By Liz Townsend

Researchers at the Massachusetts Institute of Technology (MIT) have refined the process for multiplying induced pluripotent stem cells (iPS cells) and grown millions of cells that continue to divide for at least three months. Their work, described in the August 22 issue of Nature Materials, is another step forward in the development of these versatile cells that are obtained without harming human beings.

"For therapeutics, you need millions and millions of cells," Krishanu Saha, one of the first authors of the report, said in an MIT press release. "If we can make it easier for the cells to divide and grow, that will really help to get the number of cells you need to do all of the disease studies that people are excited about."

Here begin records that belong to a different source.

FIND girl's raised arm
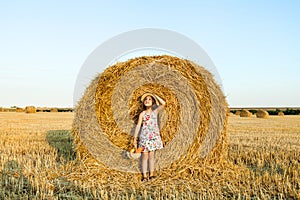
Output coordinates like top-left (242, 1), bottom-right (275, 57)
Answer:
top-left (155, 95), bottom-right (166, 112)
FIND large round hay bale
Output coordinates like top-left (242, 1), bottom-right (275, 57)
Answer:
top-left (73, 56), bottom-right (228, 188)
top-left (16, 108), bottom-right (24, 112)
top-left (256, 109), bottom-right (269, 118)
top-left (25, 106), bottom-right (36, 113)
top-left (240, 109), bottom-right (252, 117)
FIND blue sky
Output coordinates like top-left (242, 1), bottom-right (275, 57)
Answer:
top-left (0, 0), bottom-right (300, 107)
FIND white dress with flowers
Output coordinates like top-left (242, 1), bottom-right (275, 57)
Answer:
top-left (139, 111), bottom-right (163, 152)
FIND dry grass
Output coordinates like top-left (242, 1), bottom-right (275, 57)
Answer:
top-left (256, 110), bottom-right (269, 119)
top-left (25, 106), bottom-right (36, 113)
top-left (240, 109), bottom-right (252, 117)
top-left (0, 112), bottom-right (300, 199)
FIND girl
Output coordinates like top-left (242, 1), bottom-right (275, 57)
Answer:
top-left (133, 93), bottom-right (166, 181)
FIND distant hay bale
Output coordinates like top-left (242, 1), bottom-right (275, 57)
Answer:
top-left (25, 106), bottom-right (36, 113)
top-left (16, 108), bottom-right (24, 112)
top-left (240, 109), bottom-right (252, 117)
top-left (256, 109), bottom-right (269, 118)
top-left (73, 56), bottom-right (228, 191)
top-left (50, 108), bottom-right (58, 112)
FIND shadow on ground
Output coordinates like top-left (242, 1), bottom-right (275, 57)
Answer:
top-left (46, 130), bottom-right (76, 162)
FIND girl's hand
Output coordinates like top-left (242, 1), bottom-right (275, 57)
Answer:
top-left (133, 137), bottom-right (137, 149)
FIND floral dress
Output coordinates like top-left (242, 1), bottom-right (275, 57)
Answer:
top-left (139, 111), bottom-right (163, 152)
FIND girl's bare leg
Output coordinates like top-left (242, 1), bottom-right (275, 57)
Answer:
top-left (142, 152), bottom-right (148, 177)
top-left (149, 151), bottom-right (154, 176)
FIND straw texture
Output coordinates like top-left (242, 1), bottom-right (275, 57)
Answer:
top-left (73, 56), bottom-right (229, 187)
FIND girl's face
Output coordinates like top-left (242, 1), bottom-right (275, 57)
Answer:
top-left (144, 96), bottom-right (153, 106)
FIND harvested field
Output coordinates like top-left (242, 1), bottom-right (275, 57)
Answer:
top-left (0, 112), bottom-right (300, 199)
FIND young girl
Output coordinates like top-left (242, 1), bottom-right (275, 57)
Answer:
top-left (133, 93), bottom-right (165, 181)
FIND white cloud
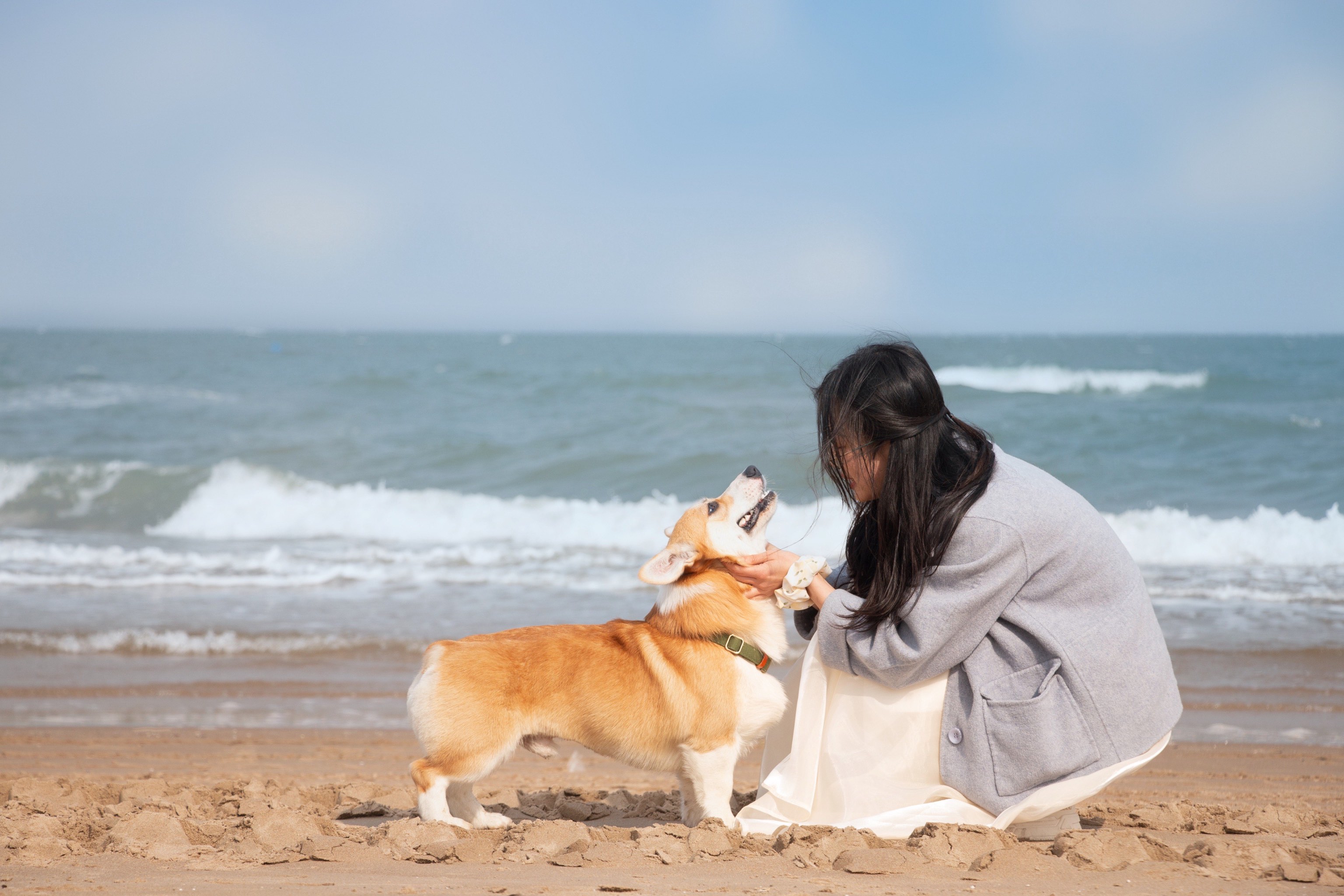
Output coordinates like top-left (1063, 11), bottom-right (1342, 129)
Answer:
top-left (1173, 75), bottom-right (1344, 214)
top-left (677, 227), bottom-right (895, 332)
top-left (226, 171), bottom-right (382, 263)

In addition to requiring a vast number of cells, currently iPS cells are grown with the help of proteins derived from animals such as mice, which could cause an immune system reaction when the cells are introduced into humans, according to the press release.

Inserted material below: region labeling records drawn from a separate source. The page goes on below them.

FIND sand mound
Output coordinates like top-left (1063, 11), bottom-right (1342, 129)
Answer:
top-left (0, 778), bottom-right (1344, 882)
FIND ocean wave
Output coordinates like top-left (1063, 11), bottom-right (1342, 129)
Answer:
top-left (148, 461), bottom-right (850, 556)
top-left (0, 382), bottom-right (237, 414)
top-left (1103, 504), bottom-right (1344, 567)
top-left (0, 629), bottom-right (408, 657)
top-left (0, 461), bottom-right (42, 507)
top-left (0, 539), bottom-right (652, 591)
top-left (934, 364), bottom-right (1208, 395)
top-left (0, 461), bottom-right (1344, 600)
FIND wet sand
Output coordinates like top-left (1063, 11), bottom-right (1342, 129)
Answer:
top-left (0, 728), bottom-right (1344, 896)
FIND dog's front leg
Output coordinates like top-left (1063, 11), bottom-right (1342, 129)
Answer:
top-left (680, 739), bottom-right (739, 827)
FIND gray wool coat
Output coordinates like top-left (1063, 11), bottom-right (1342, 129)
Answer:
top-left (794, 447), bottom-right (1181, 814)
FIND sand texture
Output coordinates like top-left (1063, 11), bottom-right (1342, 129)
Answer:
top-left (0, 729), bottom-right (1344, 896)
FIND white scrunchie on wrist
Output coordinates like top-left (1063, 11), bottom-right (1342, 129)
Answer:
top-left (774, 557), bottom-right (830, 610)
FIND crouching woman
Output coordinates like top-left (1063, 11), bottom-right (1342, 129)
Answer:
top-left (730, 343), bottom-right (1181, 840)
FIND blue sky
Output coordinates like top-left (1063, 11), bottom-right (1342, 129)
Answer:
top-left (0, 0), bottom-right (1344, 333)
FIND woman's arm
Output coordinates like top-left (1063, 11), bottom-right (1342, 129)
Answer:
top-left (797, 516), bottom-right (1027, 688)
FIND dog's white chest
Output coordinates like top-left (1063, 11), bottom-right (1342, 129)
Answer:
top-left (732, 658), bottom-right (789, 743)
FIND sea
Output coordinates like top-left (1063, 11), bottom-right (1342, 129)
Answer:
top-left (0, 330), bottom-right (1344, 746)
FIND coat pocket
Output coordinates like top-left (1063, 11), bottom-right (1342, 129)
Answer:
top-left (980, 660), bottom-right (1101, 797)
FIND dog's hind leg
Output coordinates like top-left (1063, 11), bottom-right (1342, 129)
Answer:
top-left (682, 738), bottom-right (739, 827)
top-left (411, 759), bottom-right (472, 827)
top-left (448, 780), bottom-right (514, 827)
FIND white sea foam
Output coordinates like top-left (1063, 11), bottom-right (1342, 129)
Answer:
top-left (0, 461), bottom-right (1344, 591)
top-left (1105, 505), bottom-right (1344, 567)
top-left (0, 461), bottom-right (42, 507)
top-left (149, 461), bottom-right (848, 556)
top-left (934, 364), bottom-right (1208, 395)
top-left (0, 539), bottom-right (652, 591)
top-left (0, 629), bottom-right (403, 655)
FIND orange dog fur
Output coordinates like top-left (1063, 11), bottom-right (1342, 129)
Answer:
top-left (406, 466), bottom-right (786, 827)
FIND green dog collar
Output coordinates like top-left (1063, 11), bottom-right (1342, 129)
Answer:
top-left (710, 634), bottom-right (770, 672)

The MIT researchers created various types of surfaces consisting of polymers, or long chains of repeating molecules, that would provide the platform where the iPS cells would grow, Asian News International reported. The polymers each had different characteristics--including water-repelling behaviour, roughness, and stiffness--that scientists could compare and determine which showed the greatest growth.

"They found that the best polymers contained a high percentage of acrylates, a common ingredient in plastics, and were coated with a protein called vitronectin, which encourages cells to attach to surfaces," according to the press release. Cells multiplied on this surface showed remarkable levels of growth and endurance. The surface did not contain any material from animals, which would make the cells safer for patients.

The researchers intend to continue on this promising avenue of study. "We want to better understand the interactions between the cell, the surface and the proteins, and define more clearly what it takes to get the cells to grow," said MIT Professor Daniel G. Anderson.